3-3 Noms déterminatifs dans les syntagmes nominaux complexes en français et leurs équivalents en coréen

Dans les deux langues, un nom peut fonctionner également comme modificateur du nom. En français, traditionnellement appelé “ complément du nom ”, celui-ci peut se construire soit indirectement avec préposition ou locutions prépositionnelles (N1 prép N2), soit directement sans préposition (N1 N2). La construction indirecte est la construction habituelle du complément du nom que nous appèlerons désormais “ nom déterminatif ”. Le plus couramment, elle se manifeste par l’intermédiaire de la préposition ‘de’ : le chapeau de mon père, le redressement de l’économie du pays. D’autres prépositions ou locutions prépositionnelles sont susceptibles d’introduire un nom adnominal : la femme aux myosotis, une villa avec un jardin, une remède contre la toux. La construction directe est encore rare relativement à la construction indirecte65 : la cellule famille, la justice escargot, un roman fleuve. En coréen, un nom (N1), en tant que modificateur du nom, peut se relier aussi à un autre nom (N2), soit directement sans aucune particule (N1 N2) : [kacok hweIi] (famille-réunion : réunion familiale), soit indirectement avec une particule de détermination coréenne [Ii], dite également “ particule génitivale ”, ou une particule de détermination sino-coréenne [cOk] (N1 - Ii / cOk - N2) : [mali-I i-sIlphIm] (Marie-de-tristesse : la tristesse de Marie) / [sasaN-c O k-piphan] (idéologie-de-critique : la critique idéologique).

Si le syntagme nominal complexe se construit ainsi d’une façon semblable dans les deux langues, l’ordre de détermination est par contre inversé : en français, c’est l’ordre progressif (N1 ← N2 : l’ordre déterminé — déterminant) qui est dominant dans le système, sauf quelques cas de construction directe66 ; en coréen c’est toujours l’ordre régressif (N1 → N2: l’ordre déterminant — déterminé) qui est dominant. De plus, les deux langues font de ce type de modificateurs du nom un usage différent qu’il est difficile de développer en détail dans le cadre de notre étude 67. Nous nous contenterons d’en faire quelques remarques succinctes d’un point de vue contrastif et de voir quelques cas de traductions.
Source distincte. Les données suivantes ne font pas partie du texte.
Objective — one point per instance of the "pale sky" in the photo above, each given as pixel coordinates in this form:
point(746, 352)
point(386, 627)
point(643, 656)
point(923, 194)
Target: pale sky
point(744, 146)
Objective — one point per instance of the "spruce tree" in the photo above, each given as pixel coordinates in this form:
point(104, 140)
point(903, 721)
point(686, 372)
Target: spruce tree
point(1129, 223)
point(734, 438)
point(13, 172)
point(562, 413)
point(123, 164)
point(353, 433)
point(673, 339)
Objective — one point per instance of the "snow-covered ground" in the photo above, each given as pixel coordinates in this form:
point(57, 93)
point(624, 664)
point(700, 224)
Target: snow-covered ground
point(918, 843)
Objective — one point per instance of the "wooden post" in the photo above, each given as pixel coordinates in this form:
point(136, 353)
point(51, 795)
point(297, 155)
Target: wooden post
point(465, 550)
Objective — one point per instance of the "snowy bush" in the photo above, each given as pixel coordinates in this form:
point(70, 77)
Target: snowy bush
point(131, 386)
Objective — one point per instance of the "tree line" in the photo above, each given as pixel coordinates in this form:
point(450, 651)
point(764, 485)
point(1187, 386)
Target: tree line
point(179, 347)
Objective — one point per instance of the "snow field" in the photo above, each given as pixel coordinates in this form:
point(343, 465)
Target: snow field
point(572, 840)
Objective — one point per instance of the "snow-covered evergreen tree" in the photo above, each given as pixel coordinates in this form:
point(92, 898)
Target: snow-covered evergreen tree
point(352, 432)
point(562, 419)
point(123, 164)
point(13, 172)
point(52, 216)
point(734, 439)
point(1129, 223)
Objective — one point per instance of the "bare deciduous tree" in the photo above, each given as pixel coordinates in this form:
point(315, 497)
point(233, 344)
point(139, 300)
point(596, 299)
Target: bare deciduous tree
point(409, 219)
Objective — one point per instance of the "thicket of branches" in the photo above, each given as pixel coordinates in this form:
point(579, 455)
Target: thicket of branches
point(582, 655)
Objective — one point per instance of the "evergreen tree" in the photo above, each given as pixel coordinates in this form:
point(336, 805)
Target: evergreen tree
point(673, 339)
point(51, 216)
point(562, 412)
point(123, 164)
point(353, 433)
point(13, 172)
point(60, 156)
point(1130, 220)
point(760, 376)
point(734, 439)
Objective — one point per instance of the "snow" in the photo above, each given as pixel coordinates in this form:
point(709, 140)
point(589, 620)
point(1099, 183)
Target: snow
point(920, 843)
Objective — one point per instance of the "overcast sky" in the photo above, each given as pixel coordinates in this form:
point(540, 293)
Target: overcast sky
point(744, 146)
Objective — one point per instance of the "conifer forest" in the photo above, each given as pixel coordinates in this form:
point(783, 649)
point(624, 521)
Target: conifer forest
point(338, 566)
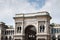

Quand on observe certains cas de figure de la construction indirecte, notamment dans le texte coréen traduit à partir du texte français, on note là encore qu’en position de déterminant du nom, le coréen emploie de préférence la formule verbale, donc la subordonnée déterminative, au détriment de la formule nominale, donc le nom déterminatif marqué par la particule de détermination [Ii]. Le français par contre met en oeuvre des noms déterminatifs introduits souvent par ‘de’ ou par d’autres prépositions (à, sur, pour, envers, etc.) dans les syntagmes nominaux complexes.

Notes
65.

M. Noailly (1990) Le substantif épithète, Paris, PUF, pp176-178. Exemples empruntés à cet auteur.

66.

M. Noailly (1990), pp.173-176, par exemple comme le cas des calques de formations savantes empruntées au modèle grec (auto-école, ciné-club) et le cas des anglicismes déclarés (une vélo party, le star système).

67.

Pour plus d’informations voir H-S Lee (1998) La structure des compléments du groupe nominal en français et en coréen modernes : Etude de linguistique comparative, Thèse, Université Aix-Marseille.